Albeit quite slowly.
The irrigation reservoir along the Powder River in Sumpter Valley, about 17 miles southwest of Baker City, is holding more water than it has in nearly eight years.
As of Monday morning, June 2, the reservoir’s volume was 60,200 acre-feet. That’s the most since late July 2017, and this first time since that year that the reservoir has topped 60,000.
(One-acre foot of water would cover one acre of flat ground to a depth of one foot. It also equals about 326,000 gallons.)
The reservoir, created in 1968 by the construction of Mason Dam, hasn’t reached its official capacity, 73,000 acre-feet, since June 2017.
(The reservoir can hold another 17,000 acre-feet — up to a total of 90,570 — for flood control.)
A heavy snowpack during the winter of 2023, and a rapid snowmelt that spring, boosted the reservoir to its highest level since 2017, peaking at nearly 54,000 acre-feet.
The reservoir peaked just below that level in the spring of 2024.

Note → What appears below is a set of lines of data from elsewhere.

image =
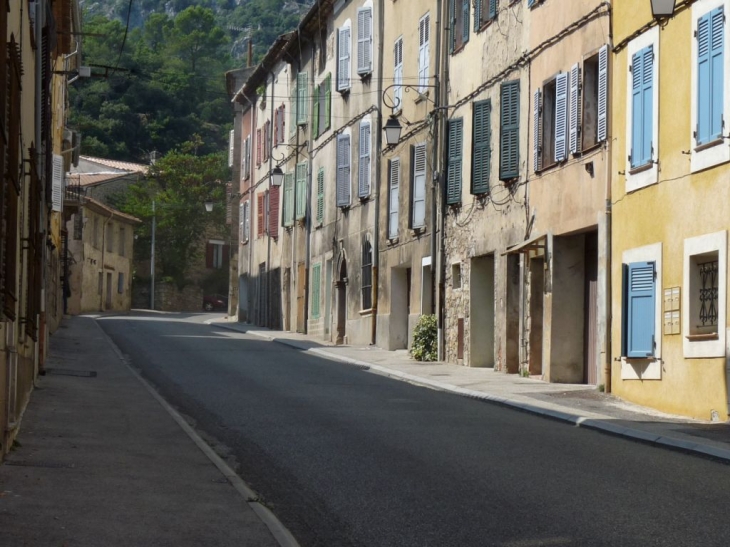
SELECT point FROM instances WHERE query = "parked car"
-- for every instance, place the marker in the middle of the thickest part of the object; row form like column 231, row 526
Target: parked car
column 215, row 302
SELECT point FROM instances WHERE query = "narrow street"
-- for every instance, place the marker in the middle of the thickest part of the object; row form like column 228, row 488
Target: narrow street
column 344, row 456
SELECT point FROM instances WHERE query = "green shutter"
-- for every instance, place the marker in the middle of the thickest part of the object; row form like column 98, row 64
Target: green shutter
column 288, row 199
column 320, row 195
column 481, row 151
column 454, row 170
column 301, row 190
column 316, row 289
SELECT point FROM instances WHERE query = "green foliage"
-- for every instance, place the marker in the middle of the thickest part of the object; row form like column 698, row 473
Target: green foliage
column 180, row 184
column 425, row 339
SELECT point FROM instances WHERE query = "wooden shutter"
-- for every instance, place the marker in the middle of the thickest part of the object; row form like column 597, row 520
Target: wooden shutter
column 316, row 289
column 641, row 309
column 424, row 51
column 418, row 205
column 343, row 170
column 574, row 132
column 481, row 147
column 301, row 190
column 320, row 195
column 454, row 169
column 393, row 197
column 561, row 116
column 602, row 133
column 343, row 64
column 274, row 212
column 289, row 199
column 364, row 163
column 364, row 40
column 509, row 157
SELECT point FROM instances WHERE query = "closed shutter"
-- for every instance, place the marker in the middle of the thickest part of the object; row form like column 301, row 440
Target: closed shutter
column 454, row 170
column 393, row 197
column 302, row 98
column 481, row 149
column 603, row 94
column 364, row 40
column 320, row 195
column 316, row 289
column 561, row 116
column 710, row 61
column 57, row 194
column 640, row 312
column 288, row 199
column 364, row 163
column 343, row 64
column 301, row 184
column 574, row 133
column 398, row 73
column 418, row 206
column 343, row 170
column 424, row 51
column 509, row 154
column 537, row 131
column 274, row 212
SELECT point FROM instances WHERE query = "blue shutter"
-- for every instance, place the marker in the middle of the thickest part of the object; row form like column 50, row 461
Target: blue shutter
column 640, row 312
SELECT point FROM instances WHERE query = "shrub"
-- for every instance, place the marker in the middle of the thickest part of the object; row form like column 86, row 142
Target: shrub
column 425, row 342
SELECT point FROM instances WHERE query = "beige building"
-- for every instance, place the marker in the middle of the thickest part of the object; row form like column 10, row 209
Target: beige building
column 100, row 246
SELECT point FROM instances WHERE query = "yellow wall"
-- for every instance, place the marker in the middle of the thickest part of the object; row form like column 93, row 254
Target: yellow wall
column 680, row 206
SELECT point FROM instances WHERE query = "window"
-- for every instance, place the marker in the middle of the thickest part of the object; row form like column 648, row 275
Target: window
column 485, row 11
column 393, row 197
column 364, row 41
column 642, row 109
column 301, row 190
column 288, row 217
column 589, row 126
column 122, row 242
column 481, row 147
column 454, row 169
column 320, row 196
column 509, row 138
column 316, row 289
column 364, row 163
column 398, row 72
column 343, row 59
column 551, row 117
column 418, row 195
column 343, row 170
column 424, row 51
column 367, row 275
column 459, row 16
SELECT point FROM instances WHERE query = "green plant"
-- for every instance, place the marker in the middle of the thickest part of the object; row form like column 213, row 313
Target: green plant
column 425, row 339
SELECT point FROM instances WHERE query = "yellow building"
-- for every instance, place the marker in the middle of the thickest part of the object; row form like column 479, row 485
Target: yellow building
column 671, row 207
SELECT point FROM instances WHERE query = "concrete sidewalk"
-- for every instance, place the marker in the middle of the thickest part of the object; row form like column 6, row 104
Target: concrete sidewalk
column 100, row 461
column 581, row 405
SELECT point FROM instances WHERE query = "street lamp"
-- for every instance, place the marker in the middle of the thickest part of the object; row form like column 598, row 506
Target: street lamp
column 662, row 9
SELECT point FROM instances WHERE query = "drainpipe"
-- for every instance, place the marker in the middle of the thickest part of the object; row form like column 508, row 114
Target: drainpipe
column 378, row 165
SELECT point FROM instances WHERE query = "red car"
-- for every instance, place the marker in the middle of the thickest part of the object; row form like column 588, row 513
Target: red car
column 215, row 302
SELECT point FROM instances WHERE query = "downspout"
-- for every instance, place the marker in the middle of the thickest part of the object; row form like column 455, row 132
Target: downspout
column 378, row 165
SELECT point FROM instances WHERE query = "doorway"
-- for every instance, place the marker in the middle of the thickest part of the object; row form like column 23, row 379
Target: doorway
column 482, row 314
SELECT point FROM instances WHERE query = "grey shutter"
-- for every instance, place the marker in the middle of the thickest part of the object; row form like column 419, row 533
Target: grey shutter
column 364, row 163
column 537, row 132
column 574, row 132
column 454, row 170
column 364, row 40
column 561, row 113
column 603, row 94
column 418, row 218
column 393, row 197
column 343, row 170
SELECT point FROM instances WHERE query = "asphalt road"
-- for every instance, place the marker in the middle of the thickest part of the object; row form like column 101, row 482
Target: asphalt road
column 346, row 457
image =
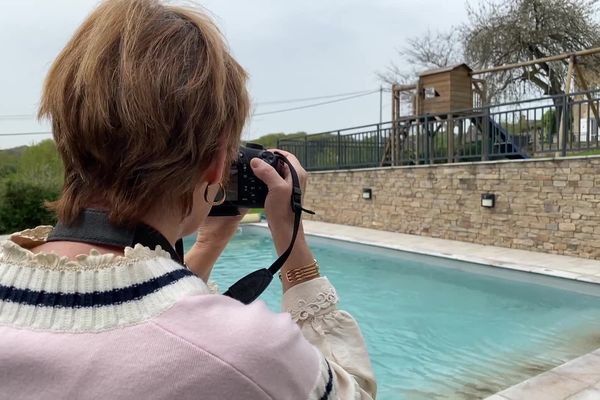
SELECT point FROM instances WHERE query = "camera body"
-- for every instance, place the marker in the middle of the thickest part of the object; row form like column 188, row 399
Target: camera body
column 244, row 189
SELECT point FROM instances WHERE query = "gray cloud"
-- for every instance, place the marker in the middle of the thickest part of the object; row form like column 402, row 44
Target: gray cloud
column 291, row 49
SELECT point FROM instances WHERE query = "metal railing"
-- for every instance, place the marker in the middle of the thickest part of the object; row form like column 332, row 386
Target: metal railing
column 560, row 124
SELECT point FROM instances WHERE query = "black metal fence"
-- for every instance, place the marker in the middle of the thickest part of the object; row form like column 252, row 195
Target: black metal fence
column 559, row 125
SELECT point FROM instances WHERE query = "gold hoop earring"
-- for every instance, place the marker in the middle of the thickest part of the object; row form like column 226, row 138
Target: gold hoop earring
column 221, row 197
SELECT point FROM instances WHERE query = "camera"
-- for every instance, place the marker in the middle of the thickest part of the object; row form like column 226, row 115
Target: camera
column 243, row 188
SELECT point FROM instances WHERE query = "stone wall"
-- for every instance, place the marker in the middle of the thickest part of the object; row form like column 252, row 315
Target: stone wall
column 548, row 205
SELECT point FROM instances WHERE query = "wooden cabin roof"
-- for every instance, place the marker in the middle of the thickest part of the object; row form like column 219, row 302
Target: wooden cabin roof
column 445, row 69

In both 2023 and 2024, the Baker Valley Irrigation District, which manages water releases from the reservoir, was able to store much more water, after the irrigation season ends in late summer, than during the depths of the drought, 2020-22.
At times during the drought the reservoir dropped below 1,000 acre-feet.
Multiple factors affect the reservoir level during spring, with snowpack in the mountains being the most important.
This winter’s snowpack was well above average.
But the opposite was true of another key measure — spring rain.
When the spring is damp, farmers and ranchers need less water from the reservoir to irrigate their fields.
But this year, March, April and May were all drier than usual. The total rainfall for the three-month period at the Baker City Airport was 1.24 inches — 41% of average.
Persistent wind exacerbated the situation, leaching moisture from the soil.
As a result, the irrigation district had to start releasing more water from the reservoir starting in late April, which largely offset the glut of water flowing into the reservoir as warmer temperatures melted the snowpack.
The reservoir continued to rise through the first half of May, but slowly. The volume peaked at about 59,400 acre-feet on May 17, then dropped, also slowly, through May 25, dipping to just below 59,000 acre-feet.
But a warm spell in the last week of the month accelerated the snowmelt, and the reservoir level started to rise.
The biggest contributor, the Powder River, has been running between about 270 cubic feet per second (cfs) and 310 cfs at Hudspeth Lane, just west of the reservoir, over the past several days.
Another tributary, Deer Creek, has fluctuated between about 100 and 140 cfs.
The amount of water released from the reservoir was steady at about 277 cfs for about two weeks, before dropping to 230 cfs on Monday, June 2.
The dry spring has returned the specter of drought to Baker County and the rest of Northeastern Oregon.
For much of the winter and spring, no part of the region was in drought or even considered abnormally dry, according to the U.S. Drought Monitor.
But starting the week of May 13, a swath of the region, including the northwest corner of Baker County, was rated as abnormally dry, the level preceding the four categories of drought (moderate, severe, extreme and exceptional).
As of May 20 the area rated as abnormally dry had expanded to include most of Baker, Grant and Wallowa counties, all of Union County and parts of Umatilla, Morrow, Harney and Malheur counties.
Parts of northern Umatilla, Union and Wallowa counties are rated as being in moderate drought.